A Chapter of Human Migration: Polynesian Seafaring
By Zhaoyang Liu
Humans migrated across the globe in a variety of ways, one of which was sea navigation. Sometime between 3000 B.C.E. and 1000 B.C.E., the progenitors of Polynesian people spread from Southeast Asia throughout the Pacific. On their vast seafaring journeys, they developed intuitive navigation methods. Their primary vessel of choice was a double-hulled canoe, on which they traveled without sailing conventions such as the compass. The Polynesian Voyaging Society (PVS), founded in Hawaii, created a modern iteration of the aforementioned canoe, called the Hokule’a. In 1976, she completed a voyage from Hawaii to Tahiti with her sailors only using traditional Polynesian techniques. These such procedures are described in the video embedded below:
On May 18, 2014, the Polynesian Voyaging Society embarked upon a three year journey across the globe, again employing only their traditional ships and techniques. However, this time the Hokule’a was accompanied by a sister ship, the Hikianalia. Together, the two ships and their crews set sail from the Hawaiian island of Oahu, completing a worldwide journey called the Malama Honua by June 17, 2017. Embedded below is an NPR report about the undertaking. It was published in 2014, when the vessels first began their journey.

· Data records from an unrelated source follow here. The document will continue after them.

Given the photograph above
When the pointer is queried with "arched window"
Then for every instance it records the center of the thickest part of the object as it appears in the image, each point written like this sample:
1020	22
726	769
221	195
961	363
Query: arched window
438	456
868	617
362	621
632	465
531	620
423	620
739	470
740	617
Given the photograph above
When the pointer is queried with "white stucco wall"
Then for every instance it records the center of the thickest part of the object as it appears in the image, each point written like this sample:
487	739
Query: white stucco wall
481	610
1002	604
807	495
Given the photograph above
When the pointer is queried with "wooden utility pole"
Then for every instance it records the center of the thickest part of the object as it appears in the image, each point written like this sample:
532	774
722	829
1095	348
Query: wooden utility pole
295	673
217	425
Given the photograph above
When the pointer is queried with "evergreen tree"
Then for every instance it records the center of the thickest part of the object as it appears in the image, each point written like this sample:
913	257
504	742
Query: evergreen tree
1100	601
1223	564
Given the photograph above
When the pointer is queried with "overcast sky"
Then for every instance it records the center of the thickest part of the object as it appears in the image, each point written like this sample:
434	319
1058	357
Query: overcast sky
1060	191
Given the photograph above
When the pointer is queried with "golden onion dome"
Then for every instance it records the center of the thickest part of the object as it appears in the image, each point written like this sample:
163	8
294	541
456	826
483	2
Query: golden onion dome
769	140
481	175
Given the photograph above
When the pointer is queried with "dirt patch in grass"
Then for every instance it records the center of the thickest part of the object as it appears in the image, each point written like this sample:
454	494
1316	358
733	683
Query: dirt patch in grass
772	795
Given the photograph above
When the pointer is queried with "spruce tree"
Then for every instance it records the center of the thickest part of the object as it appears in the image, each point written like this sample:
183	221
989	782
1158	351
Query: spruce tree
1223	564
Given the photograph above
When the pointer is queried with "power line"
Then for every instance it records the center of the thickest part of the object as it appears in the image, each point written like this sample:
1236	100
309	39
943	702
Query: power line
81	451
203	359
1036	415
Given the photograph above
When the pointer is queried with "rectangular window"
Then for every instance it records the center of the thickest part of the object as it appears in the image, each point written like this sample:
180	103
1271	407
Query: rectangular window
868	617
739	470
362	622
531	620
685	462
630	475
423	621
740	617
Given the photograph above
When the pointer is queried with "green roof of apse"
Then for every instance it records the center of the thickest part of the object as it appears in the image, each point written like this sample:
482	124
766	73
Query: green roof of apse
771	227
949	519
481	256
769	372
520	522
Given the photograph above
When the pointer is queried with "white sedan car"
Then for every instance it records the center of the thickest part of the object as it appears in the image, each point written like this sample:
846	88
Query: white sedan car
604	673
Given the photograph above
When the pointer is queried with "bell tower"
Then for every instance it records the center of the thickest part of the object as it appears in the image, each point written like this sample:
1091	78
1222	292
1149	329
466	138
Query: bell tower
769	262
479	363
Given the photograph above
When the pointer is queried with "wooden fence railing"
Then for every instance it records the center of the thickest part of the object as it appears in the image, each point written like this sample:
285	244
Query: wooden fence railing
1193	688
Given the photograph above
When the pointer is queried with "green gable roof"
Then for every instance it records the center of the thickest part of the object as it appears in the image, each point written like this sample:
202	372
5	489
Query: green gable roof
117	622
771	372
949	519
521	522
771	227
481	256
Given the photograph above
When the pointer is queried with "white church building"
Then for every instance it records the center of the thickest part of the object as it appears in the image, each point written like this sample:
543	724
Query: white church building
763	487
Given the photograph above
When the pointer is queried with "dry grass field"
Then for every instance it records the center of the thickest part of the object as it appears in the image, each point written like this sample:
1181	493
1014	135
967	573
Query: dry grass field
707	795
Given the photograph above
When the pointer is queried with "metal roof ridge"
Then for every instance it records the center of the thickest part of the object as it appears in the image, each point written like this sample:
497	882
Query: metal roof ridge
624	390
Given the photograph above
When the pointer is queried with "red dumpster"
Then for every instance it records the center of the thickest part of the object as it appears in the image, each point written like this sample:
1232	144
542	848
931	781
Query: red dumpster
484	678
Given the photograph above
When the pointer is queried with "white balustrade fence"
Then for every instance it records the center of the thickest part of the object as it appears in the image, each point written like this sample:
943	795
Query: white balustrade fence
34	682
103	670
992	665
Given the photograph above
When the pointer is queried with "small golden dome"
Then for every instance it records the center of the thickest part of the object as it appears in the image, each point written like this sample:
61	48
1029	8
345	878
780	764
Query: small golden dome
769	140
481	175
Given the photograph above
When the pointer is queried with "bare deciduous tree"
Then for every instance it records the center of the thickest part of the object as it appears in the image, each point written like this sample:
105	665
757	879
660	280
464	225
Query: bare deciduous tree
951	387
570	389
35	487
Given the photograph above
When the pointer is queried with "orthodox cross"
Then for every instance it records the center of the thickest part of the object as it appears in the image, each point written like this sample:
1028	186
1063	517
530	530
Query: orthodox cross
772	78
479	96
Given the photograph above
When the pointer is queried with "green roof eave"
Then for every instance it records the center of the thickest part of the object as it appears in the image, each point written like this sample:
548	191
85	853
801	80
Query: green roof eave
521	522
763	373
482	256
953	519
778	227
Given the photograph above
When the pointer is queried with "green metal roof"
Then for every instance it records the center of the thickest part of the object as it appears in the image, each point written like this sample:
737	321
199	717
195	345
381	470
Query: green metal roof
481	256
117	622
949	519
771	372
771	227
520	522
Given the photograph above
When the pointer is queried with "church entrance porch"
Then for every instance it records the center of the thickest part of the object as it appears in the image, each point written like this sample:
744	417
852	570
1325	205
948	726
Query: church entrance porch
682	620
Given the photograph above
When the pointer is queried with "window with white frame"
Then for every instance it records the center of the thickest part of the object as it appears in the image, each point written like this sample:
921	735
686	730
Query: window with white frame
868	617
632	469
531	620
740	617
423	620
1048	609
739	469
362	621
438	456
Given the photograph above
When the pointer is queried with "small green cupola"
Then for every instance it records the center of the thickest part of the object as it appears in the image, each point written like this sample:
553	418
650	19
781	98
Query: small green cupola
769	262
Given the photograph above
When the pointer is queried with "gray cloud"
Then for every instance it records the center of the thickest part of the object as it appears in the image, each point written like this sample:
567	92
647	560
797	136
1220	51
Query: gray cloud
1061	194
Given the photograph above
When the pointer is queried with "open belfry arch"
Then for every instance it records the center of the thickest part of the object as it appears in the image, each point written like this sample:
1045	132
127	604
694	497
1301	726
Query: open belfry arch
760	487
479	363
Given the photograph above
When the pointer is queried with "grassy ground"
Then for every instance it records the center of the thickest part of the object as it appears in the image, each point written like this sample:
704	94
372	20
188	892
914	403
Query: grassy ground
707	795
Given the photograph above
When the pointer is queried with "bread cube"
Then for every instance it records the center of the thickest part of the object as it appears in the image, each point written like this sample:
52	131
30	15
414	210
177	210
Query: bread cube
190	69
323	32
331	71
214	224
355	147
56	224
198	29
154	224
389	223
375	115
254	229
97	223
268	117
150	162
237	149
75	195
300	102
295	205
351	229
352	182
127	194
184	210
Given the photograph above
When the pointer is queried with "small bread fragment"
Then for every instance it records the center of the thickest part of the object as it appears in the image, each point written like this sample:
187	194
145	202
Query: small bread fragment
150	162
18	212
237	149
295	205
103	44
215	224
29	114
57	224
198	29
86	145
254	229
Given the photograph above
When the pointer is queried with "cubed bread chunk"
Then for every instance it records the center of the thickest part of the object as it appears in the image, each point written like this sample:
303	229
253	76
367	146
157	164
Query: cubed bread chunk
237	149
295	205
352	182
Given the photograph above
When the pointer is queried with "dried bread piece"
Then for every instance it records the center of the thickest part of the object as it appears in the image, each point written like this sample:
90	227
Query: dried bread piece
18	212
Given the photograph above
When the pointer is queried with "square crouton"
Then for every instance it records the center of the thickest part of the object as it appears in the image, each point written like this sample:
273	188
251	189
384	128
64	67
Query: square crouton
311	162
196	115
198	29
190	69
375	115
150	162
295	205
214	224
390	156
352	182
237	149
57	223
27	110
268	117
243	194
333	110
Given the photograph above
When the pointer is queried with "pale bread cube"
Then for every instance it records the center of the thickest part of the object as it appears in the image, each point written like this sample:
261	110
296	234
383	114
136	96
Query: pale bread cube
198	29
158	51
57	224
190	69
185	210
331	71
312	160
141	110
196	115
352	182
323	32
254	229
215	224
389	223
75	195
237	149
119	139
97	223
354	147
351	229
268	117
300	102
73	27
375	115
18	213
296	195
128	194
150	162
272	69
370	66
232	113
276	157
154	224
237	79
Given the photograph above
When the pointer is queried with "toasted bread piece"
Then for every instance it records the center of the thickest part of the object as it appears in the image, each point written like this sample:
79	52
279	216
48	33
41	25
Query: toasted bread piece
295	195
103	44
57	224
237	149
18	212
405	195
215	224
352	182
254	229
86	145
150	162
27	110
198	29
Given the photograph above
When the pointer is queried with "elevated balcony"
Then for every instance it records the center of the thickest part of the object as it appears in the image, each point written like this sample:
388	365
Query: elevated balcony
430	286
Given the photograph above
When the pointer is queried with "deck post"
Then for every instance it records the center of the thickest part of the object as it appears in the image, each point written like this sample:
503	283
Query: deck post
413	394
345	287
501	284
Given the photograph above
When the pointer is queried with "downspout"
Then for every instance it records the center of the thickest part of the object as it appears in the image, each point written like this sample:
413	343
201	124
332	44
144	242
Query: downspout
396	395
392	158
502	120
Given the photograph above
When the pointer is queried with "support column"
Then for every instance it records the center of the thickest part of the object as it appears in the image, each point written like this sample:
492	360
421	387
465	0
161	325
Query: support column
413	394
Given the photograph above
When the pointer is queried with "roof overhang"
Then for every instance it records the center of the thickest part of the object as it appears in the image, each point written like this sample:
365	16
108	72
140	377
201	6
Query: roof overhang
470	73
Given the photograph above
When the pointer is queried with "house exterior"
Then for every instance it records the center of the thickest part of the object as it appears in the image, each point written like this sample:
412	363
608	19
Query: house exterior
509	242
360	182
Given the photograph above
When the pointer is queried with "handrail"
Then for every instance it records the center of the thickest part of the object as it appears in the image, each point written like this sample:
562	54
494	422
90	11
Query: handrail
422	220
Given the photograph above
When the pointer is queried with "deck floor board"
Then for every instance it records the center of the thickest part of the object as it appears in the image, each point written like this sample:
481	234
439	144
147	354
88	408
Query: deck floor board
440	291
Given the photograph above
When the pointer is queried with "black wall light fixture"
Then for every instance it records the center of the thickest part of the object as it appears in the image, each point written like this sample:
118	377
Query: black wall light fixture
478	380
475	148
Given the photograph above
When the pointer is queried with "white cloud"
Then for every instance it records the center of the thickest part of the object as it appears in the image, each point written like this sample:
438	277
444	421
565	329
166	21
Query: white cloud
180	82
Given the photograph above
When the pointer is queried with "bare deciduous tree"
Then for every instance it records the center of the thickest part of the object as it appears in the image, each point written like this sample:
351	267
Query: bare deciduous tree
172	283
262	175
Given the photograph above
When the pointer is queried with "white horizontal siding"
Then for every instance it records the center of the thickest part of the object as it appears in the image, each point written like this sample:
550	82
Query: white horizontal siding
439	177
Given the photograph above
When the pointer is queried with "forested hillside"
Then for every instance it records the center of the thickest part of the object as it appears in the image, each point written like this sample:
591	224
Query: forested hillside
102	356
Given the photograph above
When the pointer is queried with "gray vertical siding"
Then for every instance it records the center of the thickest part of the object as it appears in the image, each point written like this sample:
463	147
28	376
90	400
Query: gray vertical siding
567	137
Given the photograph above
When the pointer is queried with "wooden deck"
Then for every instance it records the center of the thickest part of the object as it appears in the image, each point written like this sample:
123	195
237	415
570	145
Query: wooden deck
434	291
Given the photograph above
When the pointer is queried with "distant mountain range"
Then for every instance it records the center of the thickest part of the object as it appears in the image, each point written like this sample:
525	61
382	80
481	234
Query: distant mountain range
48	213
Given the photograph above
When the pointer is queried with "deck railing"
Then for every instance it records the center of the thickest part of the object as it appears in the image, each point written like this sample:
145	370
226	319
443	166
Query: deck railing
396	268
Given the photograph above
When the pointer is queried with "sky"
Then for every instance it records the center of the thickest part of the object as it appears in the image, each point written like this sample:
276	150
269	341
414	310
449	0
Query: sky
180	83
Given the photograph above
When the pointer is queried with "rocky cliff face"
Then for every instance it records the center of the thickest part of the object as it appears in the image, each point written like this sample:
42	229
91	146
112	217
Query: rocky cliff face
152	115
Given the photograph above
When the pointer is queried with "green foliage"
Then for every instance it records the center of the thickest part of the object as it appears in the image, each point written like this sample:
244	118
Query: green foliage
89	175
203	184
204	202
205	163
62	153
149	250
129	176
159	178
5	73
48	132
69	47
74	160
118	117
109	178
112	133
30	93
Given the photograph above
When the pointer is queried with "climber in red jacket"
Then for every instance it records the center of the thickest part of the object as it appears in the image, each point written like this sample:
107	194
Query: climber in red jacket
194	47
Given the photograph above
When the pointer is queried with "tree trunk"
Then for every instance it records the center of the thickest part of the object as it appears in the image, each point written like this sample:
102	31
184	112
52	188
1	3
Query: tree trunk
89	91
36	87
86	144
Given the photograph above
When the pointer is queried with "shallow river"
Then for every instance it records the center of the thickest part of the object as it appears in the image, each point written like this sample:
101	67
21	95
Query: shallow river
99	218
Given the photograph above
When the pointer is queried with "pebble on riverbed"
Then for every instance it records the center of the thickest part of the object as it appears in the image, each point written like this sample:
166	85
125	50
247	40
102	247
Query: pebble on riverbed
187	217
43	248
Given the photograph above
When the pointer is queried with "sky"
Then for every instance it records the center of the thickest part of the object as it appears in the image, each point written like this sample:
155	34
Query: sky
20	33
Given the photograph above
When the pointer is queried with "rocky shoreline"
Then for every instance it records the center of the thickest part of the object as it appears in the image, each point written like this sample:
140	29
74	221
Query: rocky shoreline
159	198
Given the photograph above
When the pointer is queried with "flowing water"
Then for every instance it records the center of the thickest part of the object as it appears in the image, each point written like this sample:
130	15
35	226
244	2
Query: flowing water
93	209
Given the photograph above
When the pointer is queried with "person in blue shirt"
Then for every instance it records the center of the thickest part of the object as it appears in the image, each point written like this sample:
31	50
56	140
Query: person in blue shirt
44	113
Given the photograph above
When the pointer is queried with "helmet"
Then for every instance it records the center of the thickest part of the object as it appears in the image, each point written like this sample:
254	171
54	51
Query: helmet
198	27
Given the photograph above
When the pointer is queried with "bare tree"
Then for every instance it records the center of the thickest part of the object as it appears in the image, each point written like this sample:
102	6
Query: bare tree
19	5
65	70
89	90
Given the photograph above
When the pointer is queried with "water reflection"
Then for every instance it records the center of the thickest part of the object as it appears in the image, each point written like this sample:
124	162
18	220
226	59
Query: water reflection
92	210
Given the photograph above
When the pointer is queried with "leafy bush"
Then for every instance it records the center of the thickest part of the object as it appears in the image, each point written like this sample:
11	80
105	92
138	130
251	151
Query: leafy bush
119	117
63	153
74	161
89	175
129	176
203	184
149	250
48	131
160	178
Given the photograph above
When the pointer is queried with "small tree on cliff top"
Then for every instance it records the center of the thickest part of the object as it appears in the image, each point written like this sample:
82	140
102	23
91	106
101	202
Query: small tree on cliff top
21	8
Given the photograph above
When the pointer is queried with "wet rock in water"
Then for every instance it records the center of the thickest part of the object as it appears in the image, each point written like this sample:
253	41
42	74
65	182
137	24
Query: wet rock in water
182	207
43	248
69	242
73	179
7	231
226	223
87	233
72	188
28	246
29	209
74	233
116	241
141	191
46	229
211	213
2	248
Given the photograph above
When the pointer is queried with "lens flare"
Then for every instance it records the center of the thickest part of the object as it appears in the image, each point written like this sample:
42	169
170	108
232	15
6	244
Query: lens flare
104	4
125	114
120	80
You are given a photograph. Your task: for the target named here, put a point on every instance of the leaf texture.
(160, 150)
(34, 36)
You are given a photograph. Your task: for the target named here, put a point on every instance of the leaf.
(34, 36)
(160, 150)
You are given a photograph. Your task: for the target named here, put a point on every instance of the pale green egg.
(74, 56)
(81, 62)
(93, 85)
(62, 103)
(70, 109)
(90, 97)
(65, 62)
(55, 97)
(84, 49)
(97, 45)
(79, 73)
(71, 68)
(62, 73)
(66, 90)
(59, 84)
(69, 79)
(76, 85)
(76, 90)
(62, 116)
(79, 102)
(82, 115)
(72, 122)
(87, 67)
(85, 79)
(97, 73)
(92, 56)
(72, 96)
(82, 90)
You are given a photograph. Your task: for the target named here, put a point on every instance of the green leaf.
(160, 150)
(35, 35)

1. Nainoa Thompson, president of the PVS, stated in the NPR feature above that “for me [Polynesian Voyaging is] ancestral… It’s a science, and it’s an art that’s traditional, that’s about 3,000 years old. It’s part of human migration throughout the Pacific. It allows me to be here and be who I am as a Native Hawaiian — because without it, we couldn’t make it to Hawaii.” Based on Thompson’s reflection, why is the history of migration important to Polynesians? What role does their seafaring tradition play in their identity? In a broader sense, what might cause individuals to develop a keen interest in their origins and the journeys of their ancestors?
2. What can the legacy of Polynesian sailing teach us about the process of human migration? Why are these modern-day recreations of bygone journeys valuable for exploring how humans have moved throughout the world?
3. How might the PVS voyages teach both outsiders and younger people of Polynesian descent about the culture of ancient seafaring Polynesians? In what ways could knowledge of their traditions be important?